Precise 14C dating of the archaeological and paleoseismological sites was achieved by Partner 2 (U. Kiel) in collaboration with the different partners involved in the study of sites. In addition, methodological research was carried out to improve the reliability of 14C sample preparation for low carbon content samples, which are common in the region. A time frame related to the different civilizations that occupied the region was also established by including the information gathered by the partners in the catalogues and from the excavations. In Jordan, the two sites studied in collaboration with Partner 1 and Partner 7 at Karameh and Tell Saidiyyeh, were both faulting studies. A total of 38 samples (17 and 18 from Karameh and Tell Sadiyyeh respectively) were dated to give age boundaries to the observed faulting episodes. Both datasets proved very difficult to interpret.

In Lebanon, four seismic/faulting excavation sites were dated in Lebanon: TIS, Deir-al-Achayer, Jarmaq, and Rachaya, in collaboration with Partner1. The TIS site proved very difficult to date due to the very low carbon content of the samples from the site. Three dates were measured and indicate an event more than 150 years ago. No older limit could be established. Five 14C dates were measured from Deir-al-Achayer. The site of Jarmaq with 7 dates provided a correlation between a bracketted faulting event and the 1837 large earthquake. At the Rachaya site, 22 dates were obtained and shows the faulting episodes during the late Holocene time, among them the most recent event of 1759 is well defined.

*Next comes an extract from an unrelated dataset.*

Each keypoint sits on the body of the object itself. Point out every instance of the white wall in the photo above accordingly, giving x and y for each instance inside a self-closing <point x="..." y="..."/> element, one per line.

In Syria, the 14C results of the archaeological excavations carried out in Der Dahess by Partner 6 and Partner 4 led to the conclusion that after a destruction of the monastery complex around 540 AD (526 AD earthquake in the seismicity catalogue) during the Byzantine period further signs of occupation might have no connections to earthquakes. A series of samples obtained from Crak des Chevaliers by partner 4, Directorate General of Antiquities, Syria, provided evidence of seismic activity extending from the late 10th Century up till the 15th Century, from the Early Islamic period to the Mamluk period. The Al Harif Roman aqueduct that was affected by past earthquakes, as it crosses the fault, was extensively studied and sampled (108 results) by Partners 1, 2 and 4. The construction is covered by travertine, a carbonate deposit that reached 80 cm on the north side of the wall. The 108 14C results lead to ambiguous conclusions so the cores were sampled for stable 18O and 13C in the hope to match these results with known climate records. The travertine has recorded 4 events after in construction between A.D. 1 and 120. Two could be of seismic or human origin, around A.D. 340 and A.D. 1150. The other two, around A.D. 660 and A.D. 1070 were probably caused by seismic events. Furthermore, 104 14C results were obtained from samples taken in trenches and the results are consistent with the occurrence of.

In Turkey, nine sites were studied in collaboration with Partner 1 and Partner 8. We obtained 4 results in Bosin, 9 results in Demirkopru, in Hanimaga, 18 results Harabe, 1 result in Imalu, 4 results in Lake, 19 results in Yazlik, 3 results in Yolu, and 11 results in Ziyaret. Most of the Turkish sites were locates in the Amik basin and proved carbon poor. However, the results clearly show a correlation with the 1408 earthquake along the DSF.

Finally, ten plates show a map of the fault as prepared by Partner 1 and to the right representation of the earthquake references as shown contained in the Catalogue of Historical Earthquakes according to time and latitude, which can visualise the recurrence of seismic events.